The InfiniBox storage system is a modern fully symmetric, all-active controller (node) system with an advanced multi-layer caching architecture. This architecture encompasses a double parity (wide-stripe) data distribution model. The system requires very little optimization in order to achieve the maximum performance with unparalleled ease of use. The self-optimization and healing attributes also mitigate typical user errors. Maximum performance is achieved with no tuning or optimization (when the best practices and deployment guides are followed). InfiniBox industry uses standard ‘off the shelf’ hardware components (CPU/Memory/HDDs/SSDs) capable of extracting the maximum performance from the 480 Near-Line SAS drives used in the InfiniBox architecture. Most of the optimization requirements addressed in this document are related to fabric / host settings and best practices derived directly from field experience. They have also been extensively tested in INFINIDAT’s lab environment.
One of the key elements developed in the core system code is related to ability of analyzing real application profiles and surgically defining cache pre-fetch and de-stage algorithms. The systems design specifically targets real life profiles such as OLTP/DBO and provides optimum performance under such conditions.
Due to the unique, self-optimizing architecture of our system, this document will primarily focus around host and fabric connectivity. InfiniBox Host PowerTools™ can automatically setup and create the most optimized host environment (multipath configuration, kernel drivers, etc.), leaving only the SAN zoning parameters left for the user to configure.

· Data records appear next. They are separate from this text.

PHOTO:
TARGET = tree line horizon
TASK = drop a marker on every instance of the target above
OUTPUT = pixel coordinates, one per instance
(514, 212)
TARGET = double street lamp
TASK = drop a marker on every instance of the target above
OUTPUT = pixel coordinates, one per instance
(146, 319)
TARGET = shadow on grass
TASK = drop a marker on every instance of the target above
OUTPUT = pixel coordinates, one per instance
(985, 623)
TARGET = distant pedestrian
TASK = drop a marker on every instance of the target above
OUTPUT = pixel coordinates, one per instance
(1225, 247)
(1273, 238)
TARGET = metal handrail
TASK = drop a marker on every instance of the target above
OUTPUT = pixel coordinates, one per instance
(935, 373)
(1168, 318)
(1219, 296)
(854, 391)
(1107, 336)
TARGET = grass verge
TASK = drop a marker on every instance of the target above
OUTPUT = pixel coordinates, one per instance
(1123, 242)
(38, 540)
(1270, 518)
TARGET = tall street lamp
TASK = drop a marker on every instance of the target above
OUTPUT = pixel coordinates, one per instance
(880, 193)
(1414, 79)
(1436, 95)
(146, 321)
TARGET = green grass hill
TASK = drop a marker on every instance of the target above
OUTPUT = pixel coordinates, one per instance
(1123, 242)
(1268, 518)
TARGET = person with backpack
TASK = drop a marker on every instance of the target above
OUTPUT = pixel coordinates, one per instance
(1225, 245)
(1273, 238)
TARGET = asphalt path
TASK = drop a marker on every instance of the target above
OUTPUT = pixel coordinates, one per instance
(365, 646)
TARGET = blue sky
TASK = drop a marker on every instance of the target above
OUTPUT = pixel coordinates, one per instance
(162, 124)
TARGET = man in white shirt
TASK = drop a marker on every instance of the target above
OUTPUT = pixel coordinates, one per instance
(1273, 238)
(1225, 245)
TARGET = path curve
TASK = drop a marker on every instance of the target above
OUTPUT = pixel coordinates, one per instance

It is also worth briefly mentioning at this point that any performance tests should be constructed in a way that most closely resembles the I/O load for each individual application (based upon workload and requirements). You will find that realistic applications and workloads yield far better results than synthetic testing, and therefore should be employed where available / feasible. Clearly, it is understood that in certain cases, synthetic testing is the only mechanism at your disposal where real live environments are hard to replicate. Simply stated, the goal is to mimic a real production environment as close as possible, given the limitations of the performance tools selected.
INFINIDAT Host PowerTools deploy several methods to analyze the host configuration to mirror the best practice configuration for performance as well as reliability. Configurations such as HBA Queue Depth, Multipath & path failover, and OS patch/KB fixes. In general allowing Host PowerTools to apply the canned configuration will achieve the best performance out of InfiniBox. You may consider changing the specific ones listed below.
Host HBA queue depth controls how many I/O operations are permitted to be sent to InfiniBox at the same time. Queue depth is related to performance by Little’s Law, which states that Rate (R) = Queue (Q) / Response Time (T).
As such, defining a relatively large queue depth (Q) will allow InfiniBox to increase parallelism and engage more system resources at the same time, thereby increasing R for a given T. The end result is that more I/O operations will be sent back at the same time from InfiniBox to the host and a higher IO rate can be achieved.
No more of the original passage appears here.